Peng Jie, Xu Qi-fei, Feng Yan-qiu, Lv Qing-wen, Chen Wu-fan
School of Biomedical Engineering, Southern Medical University, Guangzhou, China.
Nan Fang Yi Ke Da Xue Xue Bao. 2011 Oct;31(10):1705-8.
To increase the resolution and signal-to-noise ratio (SNR) of magnetic resonance (MR) images, an adaptively regularized super-resolution reconstruction algorithm was proposed and applied to acquire high resolution MR images from 4 subpixel-shifted low resolution images on the same anatomical slice.

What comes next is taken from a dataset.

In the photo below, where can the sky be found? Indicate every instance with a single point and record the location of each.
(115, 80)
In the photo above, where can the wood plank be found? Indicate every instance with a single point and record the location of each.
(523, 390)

The new regularization parameter, which allowed the cost function of the new algorithm to be locally convex within the definition region, was introduced by the piori information to enhance detail restoration of the image with a high frequency. The experiment results proved that the proposed algorithm was superior to other counterparts in achieving the reconstruction of low-resolution MR images.
为了提高磁共振(MR)图像的分辨率和信噪比(SNR),提出了一种自适应正则化超分辨率重建算法,并将其应用于从同一解剖切片上的4幅亚像素移位低分辨率图像中获取高分辨率MR图像。通过先验信息引入新的正则化参数,使新算法的代价函数在定义区域内局部凸,以增强高频图像的细节恢复。实验结果证明,该算法在低分辨率MR图像重建方面优于其他同类算法。